La discusión se concentra especialmente en los cambios propuestos en la escala del Impuesto a las Ganancias, un tributo coparticipable cuya modificación impacta de manera directa en la recaudación de las provincias. Según coinciden fuentes oficiales y dirigentes provinciales consultados, este punto generó inquietud incluso entre mandatarios considerados cercanos al oficialismo, que advierten sobre un eventual desfinanciamiento de sus administraciones en un contexto de ajuste y caída de ingresos reales.
En la Casa Rosada reconocen que el malestar no es homogéneo, pero admiten que existe un núcleo de gobernadores que condiciona su acompañamiento legislativo a la introducción de mecanismos de compensación. En ese marco, el Ejecutivo analiza alternativas que van desde ajustes transitorios en la distribución de recursos hasta acuerdos bilaterales con provincias puntuales, siempre bajo la premisa de no desnaturalizar el espíritu general de la reforma.
El tema formará parte central de la reunión de mesa política convocada para esta mañana por el jefe de Gabinete, Manuel Adorni, en la que se buscará unificar criterios y definir hasta dónde está dispuesto a ceder el oficialismo.
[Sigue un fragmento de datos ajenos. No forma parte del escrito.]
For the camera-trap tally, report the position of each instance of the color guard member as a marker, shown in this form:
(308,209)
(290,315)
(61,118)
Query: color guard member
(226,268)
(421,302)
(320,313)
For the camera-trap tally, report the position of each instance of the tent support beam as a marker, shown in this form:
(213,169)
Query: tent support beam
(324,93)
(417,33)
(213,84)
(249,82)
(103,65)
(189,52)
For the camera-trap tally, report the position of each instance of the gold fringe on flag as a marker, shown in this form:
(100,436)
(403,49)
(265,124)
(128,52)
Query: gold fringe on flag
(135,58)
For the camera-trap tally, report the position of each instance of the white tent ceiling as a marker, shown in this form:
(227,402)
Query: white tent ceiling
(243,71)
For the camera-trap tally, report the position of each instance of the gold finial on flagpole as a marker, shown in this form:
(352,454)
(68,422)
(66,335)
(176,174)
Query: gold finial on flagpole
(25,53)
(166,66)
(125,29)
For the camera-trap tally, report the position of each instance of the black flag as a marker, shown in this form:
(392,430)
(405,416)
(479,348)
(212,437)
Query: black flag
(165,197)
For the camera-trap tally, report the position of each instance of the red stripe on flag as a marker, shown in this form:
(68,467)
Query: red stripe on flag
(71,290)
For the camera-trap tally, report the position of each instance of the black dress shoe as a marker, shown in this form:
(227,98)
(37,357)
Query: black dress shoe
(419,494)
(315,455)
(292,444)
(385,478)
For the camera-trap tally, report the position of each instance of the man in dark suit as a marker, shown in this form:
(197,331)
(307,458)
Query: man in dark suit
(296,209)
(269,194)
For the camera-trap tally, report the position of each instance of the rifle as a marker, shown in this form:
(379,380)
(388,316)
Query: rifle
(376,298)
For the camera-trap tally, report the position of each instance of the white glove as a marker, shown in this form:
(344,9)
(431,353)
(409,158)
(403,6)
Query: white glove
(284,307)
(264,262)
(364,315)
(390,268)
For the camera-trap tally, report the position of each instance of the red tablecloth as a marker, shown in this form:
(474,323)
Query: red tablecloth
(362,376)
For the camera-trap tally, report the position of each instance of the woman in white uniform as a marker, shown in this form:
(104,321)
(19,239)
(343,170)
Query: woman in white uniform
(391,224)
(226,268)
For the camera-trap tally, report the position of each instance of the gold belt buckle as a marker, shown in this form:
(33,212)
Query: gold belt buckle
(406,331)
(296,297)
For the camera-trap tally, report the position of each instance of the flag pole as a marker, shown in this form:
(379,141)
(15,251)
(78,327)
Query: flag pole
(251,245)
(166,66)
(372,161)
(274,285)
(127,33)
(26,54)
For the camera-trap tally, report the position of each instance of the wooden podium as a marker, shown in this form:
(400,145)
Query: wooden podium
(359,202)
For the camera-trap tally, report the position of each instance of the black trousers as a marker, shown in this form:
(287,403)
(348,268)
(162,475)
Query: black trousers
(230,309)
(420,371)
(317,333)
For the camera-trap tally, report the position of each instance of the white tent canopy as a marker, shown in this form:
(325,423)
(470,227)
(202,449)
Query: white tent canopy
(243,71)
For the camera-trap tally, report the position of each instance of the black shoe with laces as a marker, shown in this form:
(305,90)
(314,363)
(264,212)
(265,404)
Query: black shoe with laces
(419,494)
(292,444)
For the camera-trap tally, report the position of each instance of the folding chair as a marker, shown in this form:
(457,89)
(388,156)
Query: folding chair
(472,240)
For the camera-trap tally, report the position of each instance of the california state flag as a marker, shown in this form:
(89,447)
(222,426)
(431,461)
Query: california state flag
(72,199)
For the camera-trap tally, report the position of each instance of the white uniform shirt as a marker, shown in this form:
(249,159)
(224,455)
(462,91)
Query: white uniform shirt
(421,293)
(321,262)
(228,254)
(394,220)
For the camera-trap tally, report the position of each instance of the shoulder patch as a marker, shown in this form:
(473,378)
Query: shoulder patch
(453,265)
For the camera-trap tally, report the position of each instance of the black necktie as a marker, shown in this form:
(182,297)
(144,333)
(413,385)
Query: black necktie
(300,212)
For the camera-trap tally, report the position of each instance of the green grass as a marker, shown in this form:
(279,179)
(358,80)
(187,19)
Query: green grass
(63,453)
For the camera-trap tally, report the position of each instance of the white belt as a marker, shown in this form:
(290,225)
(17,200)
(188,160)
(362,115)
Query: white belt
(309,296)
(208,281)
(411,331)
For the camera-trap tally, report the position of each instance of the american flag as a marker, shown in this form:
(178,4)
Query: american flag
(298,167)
En ese ámbito quedarán expuestas dos posturas contrapuestas: por un lado, quienes consideran necesario ofrecer soluciones específicas a cada reclamo provincial para asegurar los votos; por el otro, los sectores más duros que rechazan abrir negociaciones que impliquen concesiones fiscales.
Los funcionarios que se resisten a compensar a las provincias sostienen que los gobernadores terminarán beneficiándose del impacto macroeconómico de la reforma, en la medida en que una mayor formalización del empleo y un eventual crecimiento de la actividad amplíen la base tributaria en el mediano plazo. Desde esa óptica, argumentan que ceder ahora podría debilitar la señal de disciplina fiscal que el Gobierno busca transmitir a los mercados y a los organismos internacionales.
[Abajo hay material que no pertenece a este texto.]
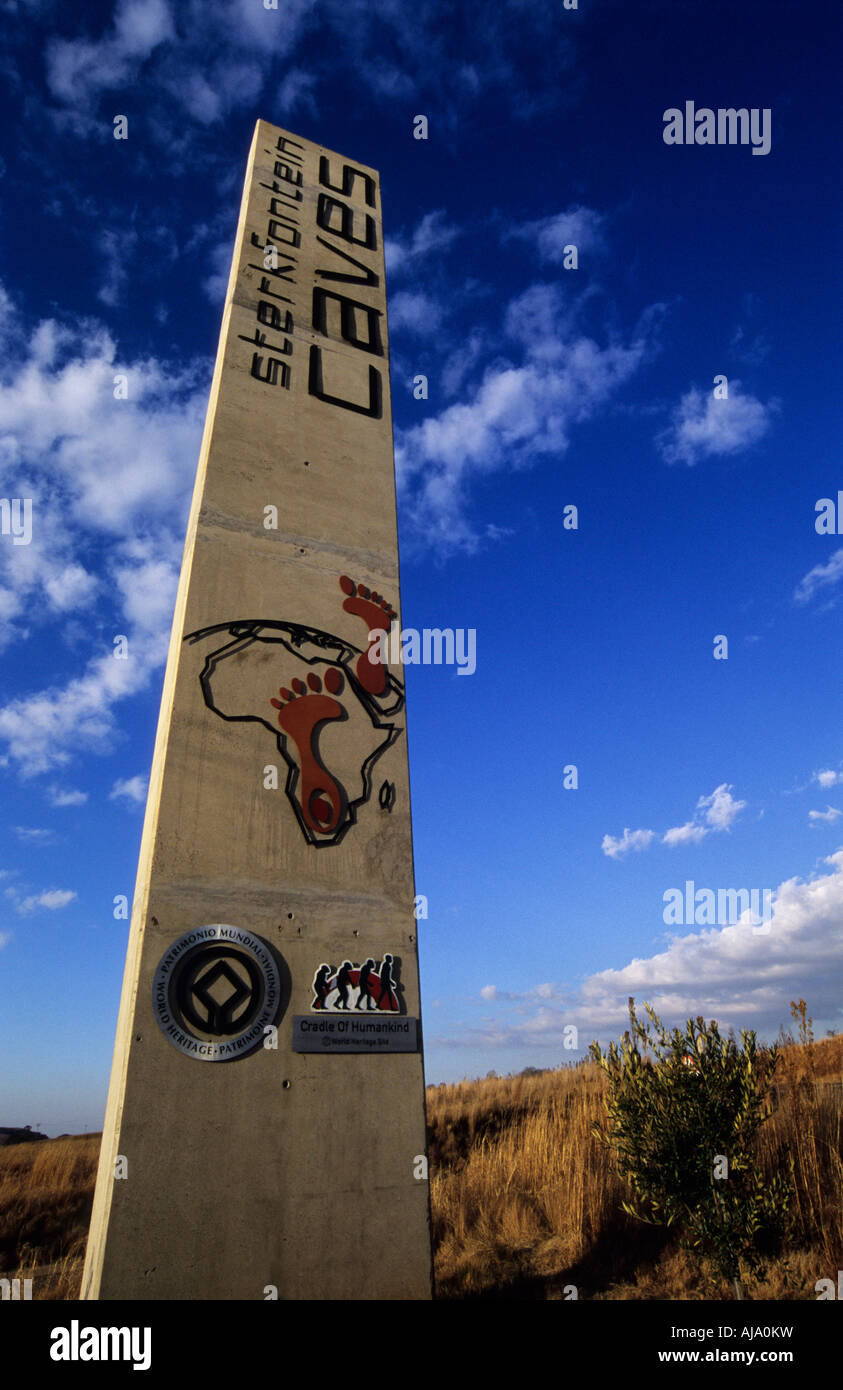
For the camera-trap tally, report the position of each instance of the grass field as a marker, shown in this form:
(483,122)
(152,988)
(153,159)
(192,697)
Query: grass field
(525,1200)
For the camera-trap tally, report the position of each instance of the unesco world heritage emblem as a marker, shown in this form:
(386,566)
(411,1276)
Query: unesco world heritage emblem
(214,993)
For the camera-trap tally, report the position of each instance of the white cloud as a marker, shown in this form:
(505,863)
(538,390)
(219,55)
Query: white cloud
(131,790)
(519,412)
(433,234)
(67,798)
(689,834)
(110,478)
(415,312)
(721,809)
(52,900)
(79,68)
(739,976)
(635,840)
(580,227)
(821,577)
(715,812)
(703,427)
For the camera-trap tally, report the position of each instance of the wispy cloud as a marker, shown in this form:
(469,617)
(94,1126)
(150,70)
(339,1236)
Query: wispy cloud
(66,798)
(523,407)
(52,900)
(712,813)
(111,478)
(733,975)
(405,250)
(580,227)
(703,427)
(131,790)
(635,840)
(821,577)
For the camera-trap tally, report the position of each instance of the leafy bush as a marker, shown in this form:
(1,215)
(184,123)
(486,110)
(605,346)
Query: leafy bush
(685,1109)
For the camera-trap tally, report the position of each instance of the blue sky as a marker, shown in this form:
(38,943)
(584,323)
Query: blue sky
(547,387)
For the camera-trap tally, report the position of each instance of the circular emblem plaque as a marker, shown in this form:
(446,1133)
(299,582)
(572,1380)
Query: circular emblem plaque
(214,991)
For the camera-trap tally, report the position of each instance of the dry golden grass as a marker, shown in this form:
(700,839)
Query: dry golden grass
(526,1203)
(46,1193)
(525,1200)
La mirada del Ministerio de Economía también resulta clave en esta instancia. Luis Caputo sigue de cerca las conversaciones y participa del intercambio, atento a que cualquier esquema de compensaciones deberá encuadrarse dentro de los objetivos de equilibrio fiscal que constituyen uno de los pilares centrales del programa económico de la administración Milei.
En paralelo, el Poder Ejecutivo acelera la coordinación política de cara al debate parlamentario. En las próximas semanas, el equipo negociador integrado por el titular de la Cámara de Diputados, Martín Menem; la jefa de bloque de La Libertad Avanza, Patricia Bullrich; el ministro del Interior, Diego Santilli; el armador político Eduardo Lule Menem y el secretario de Asuntos Estratégicos, Ignacio Devitt, trabajará en afinar la estrategia para sumar voluntades y ordenar el discurso oficial.
El objetivo del Gobierno es alcanzar un nuevo triunfo legislativo que consolide la agenda de reformas estructurales impulsada desde diciembre, pero la pulseada con las provincias expone las tensiones propias de un esquema de poder que depende, en buena medida, de acuerdos con mandatarios que reclaman previsibilidad y recursos. La resolución de este debate interno será determinante para el futuro inmediato de la Reforma Laboral y para la relación política entre la Nación y las provincias en el primer tramo del año legislativo.